Tampoco hay más espacio, dicen especialistas y militantes de ONGs, para seguir devastando ese enorme “territorio de caza” -según la traducción más aceptada del término Chaco- desmontando los bosques nativos para una explotación industrializada irracional. “Antes nos corrieron con el Remington, ahora es con la topadora”, resumió hace no mucho Otorina Zamora, una mujer wichí que sabe muy bien de qué está hablando.
“Acá se autorizaron desmontes con las excusas más insólitas, como cuando en 2004 se vendió el llamado Lote Pizarro, un área protegida, con la excusa de que el dinero se iba a utilizar para hacer una ruta. En 10 años se autorizaron 1.200.00 hectáreas de tierras aptas y ahora quedarían quizá un millón más que podrían aprovecharse. Pero hay otros cuatro millones que no deberían tocarse”, advierte Pérez de Bianchi, rectora de la Universidad Nacional de Salta, que presentó institucionalmente una demanda contra el estado provincial ante el Supremo Tribunal de la Nación.
“Este es un territorio ancestral y de uso tradicional. Subsistimos porque sabemos que el monte nos da para subsistir – cuenta ante Acción Dino Salas, cacique de la comunidad wichí San Ignacio de Loyola – el desmonte nos hace emigrar a las ciudades y pasarla mal. Los chicos que se van no tienen su vida.

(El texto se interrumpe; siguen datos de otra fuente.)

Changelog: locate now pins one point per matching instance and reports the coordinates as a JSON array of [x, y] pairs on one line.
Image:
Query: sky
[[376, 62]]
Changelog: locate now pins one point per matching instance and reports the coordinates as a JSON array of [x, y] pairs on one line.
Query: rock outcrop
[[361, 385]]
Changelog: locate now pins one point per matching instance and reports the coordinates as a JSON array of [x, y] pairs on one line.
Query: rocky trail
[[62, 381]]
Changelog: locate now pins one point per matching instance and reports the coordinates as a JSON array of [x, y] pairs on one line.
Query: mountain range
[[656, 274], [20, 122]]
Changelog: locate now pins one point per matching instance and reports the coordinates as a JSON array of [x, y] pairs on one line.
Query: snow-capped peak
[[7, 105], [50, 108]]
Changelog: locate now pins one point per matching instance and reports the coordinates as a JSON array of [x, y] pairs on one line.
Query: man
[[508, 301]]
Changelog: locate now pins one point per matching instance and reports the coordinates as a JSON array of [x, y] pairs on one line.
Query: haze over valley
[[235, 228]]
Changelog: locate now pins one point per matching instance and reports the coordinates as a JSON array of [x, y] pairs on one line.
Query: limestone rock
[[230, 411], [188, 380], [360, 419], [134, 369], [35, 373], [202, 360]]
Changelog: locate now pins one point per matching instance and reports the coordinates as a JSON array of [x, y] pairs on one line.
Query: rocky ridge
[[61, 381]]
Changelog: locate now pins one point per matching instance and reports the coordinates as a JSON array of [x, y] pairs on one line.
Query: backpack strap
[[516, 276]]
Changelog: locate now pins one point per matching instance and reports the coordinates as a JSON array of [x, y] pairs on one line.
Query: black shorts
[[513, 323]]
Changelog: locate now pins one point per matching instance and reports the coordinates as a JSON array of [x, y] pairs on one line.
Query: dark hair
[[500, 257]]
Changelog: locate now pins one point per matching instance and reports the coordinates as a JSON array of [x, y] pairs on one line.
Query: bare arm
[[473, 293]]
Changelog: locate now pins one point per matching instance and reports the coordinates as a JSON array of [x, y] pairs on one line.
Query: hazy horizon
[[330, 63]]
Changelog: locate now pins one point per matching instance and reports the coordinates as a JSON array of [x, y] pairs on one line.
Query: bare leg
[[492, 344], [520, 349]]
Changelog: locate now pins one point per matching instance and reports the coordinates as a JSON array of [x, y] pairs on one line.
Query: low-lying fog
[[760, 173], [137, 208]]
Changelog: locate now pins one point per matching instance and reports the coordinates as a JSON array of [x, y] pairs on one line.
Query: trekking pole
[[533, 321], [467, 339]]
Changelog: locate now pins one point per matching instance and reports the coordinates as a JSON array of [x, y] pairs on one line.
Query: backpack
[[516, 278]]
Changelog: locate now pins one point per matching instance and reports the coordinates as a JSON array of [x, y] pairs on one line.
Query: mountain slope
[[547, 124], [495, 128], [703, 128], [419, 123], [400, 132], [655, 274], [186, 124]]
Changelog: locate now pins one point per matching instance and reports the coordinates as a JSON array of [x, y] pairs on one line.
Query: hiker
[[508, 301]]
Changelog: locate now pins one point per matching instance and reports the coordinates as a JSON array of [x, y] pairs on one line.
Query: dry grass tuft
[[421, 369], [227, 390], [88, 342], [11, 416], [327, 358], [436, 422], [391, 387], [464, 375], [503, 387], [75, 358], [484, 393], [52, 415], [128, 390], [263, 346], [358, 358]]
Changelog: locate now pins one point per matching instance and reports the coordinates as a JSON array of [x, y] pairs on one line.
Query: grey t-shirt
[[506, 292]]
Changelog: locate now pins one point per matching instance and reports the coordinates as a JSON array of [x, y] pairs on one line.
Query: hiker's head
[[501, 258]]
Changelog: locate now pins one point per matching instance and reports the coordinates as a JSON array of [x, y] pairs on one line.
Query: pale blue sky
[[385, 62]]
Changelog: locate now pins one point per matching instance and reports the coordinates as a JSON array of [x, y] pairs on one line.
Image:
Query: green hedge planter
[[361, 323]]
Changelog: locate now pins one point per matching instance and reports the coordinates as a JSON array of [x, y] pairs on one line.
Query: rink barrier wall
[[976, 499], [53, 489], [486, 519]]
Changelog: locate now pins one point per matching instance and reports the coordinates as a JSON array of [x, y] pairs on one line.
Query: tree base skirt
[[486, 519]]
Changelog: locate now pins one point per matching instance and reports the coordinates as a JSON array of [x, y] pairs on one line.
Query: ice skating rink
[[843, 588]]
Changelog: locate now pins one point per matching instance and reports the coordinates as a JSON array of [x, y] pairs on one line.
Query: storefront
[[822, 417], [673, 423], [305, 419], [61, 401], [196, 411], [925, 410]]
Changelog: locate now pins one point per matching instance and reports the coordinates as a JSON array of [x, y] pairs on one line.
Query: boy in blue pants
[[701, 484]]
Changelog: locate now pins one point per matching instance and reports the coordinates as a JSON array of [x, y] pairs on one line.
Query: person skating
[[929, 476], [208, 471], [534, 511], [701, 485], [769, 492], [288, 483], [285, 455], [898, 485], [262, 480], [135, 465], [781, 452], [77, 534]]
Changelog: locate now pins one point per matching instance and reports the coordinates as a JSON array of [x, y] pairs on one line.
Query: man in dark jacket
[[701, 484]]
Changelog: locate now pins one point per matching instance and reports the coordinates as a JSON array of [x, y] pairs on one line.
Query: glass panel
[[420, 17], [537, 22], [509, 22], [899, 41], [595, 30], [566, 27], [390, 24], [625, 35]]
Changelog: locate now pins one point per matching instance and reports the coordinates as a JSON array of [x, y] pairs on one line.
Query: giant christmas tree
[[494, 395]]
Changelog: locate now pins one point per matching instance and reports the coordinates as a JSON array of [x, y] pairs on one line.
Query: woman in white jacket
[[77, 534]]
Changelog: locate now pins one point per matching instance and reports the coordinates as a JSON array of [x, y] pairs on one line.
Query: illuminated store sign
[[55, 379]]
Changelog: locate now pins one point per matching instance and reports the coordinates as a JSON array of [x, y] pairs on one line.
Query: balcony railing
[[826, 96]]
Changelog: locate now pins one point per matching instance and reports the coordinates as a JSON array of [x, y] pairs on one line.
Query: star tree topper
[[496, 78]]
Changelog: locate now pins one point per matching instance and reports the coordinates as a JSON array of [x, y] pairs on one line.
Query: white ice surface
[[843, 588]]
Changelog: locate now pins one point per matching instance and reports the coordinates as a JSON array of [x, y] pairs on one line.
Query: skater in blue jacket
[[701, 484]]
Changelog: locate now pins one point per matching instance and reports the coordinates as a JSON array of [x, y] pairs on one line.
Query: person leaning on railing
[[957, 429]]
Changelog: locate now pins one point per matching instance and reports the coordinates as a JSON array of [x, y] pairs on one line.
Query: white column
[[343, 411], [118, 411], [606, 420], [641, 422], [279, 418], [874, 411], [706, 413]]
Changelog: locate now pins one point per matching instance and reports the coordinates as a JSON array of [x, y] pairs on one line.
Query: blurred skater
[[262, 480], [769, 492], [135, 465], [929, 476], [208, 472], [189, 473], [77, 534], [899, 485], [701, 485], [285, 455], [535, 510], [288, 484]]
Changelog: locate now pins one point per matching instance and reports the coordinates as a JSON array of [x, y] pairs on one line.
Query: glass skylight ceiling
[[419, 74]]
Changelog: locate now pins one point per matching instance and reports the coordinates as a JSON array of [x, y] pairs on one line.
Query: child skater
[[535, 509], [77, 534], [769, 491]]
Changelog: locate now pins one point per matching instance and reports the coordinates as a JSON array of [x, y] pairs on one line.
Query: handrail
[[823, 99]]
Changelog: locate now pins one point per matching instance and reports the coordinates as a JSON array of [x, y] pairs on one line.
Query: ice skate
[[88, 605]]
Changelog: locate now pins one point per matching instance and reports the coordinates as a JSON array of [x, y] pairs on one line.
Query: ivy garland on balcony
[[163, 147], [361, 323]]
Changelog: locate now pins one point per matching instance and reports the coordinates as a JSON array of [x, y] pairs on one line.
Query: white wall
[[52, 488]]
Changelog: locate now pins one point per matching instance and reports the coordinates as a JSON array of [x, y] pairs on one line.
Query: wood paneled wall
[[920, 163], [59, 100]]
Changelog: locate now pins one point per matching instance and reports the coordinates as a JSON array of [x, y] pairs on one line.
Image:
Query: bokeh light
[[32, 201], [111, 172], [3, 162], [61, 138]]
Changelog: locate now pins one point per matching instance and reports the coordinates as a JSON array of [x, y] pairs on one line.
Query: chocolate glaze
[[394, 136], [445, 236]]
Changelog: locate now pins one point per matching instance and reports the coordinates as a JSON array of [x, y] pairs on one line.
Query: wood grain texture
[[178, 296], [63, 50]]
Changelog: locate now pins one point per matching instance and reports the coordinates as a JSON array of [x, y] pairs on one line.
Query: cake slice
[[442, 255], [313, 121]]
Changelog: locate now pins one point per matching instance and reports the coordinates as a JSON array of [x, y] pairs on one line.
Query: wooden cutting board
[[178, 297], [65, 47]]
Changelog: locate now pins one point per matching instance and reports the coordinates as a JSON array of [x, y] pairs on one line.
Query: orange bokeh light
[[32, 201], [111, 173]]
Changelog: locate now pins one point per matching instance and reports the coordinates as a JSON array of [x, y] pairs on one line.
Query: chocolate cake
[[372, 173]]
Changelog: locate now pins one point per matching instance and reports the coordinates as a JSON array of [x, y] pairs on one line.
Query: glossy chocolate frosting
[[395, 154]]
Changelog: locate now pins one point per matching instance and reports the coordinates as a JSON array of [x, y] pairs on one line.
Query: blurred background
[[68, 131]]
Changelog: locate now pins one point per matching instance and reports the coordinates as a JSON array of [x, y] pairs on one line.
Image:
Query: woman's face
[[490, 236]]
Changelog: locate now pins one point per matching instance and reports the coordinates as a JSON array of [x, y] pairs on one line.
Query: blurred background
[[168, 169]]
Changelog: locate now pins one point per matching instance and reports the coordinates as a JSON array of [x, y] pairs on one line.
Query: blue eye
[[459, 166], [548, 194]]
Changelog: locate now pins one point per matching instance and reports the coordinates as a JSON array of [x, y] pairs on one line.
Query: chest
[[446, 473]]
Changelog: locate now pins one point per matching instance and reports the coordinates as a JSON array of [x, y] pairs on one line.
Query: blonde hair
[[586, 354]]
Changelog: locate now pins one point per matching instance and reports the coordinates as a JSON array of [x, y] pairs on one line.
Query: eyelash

Emigran sin ayuda, sin oficio”. Con un tono cansino pero firme, aclara que su posición le viene con la sangre: “Como los bichitos del monte cuidan su territorio, nuestros ancestros nos enseñaron que cada uno debe tener su territorio. Así nos fuimos viniendo desde Formosa, desde Santa Fe, en busca del nuestro. Nos vienen arriando desde allá, y como no tenemos tranquera, nos pasamos a otra toldería y ahí nos quedamos”.

Sin papeles
“Mis abuelos vinieron a Ícman (por Hickman) en 1925. Criaban ganado menor, como cabras y ovejas, porque sin heladera carnear una vaca era un desperdicio”, relata Alfredo Riera, titular de la Asociación de Pequeños Productores del Chaco salteño, unas 500 familias desperdigadas en torno de cuatro distritos provinciales de los alrededores de Orán, en Salta. “Aquí –dice Riera- nació mi padre y aquí nací yo y si no fuera por nosotros, cuando desapareció el tren, en 1992, esto se hubiera convertido en un páramo”, agrega, como una justificación a quienes pretenden despojarlo de su medio de vida con documentación conseguida en los despachos oficiales de la capital provincial.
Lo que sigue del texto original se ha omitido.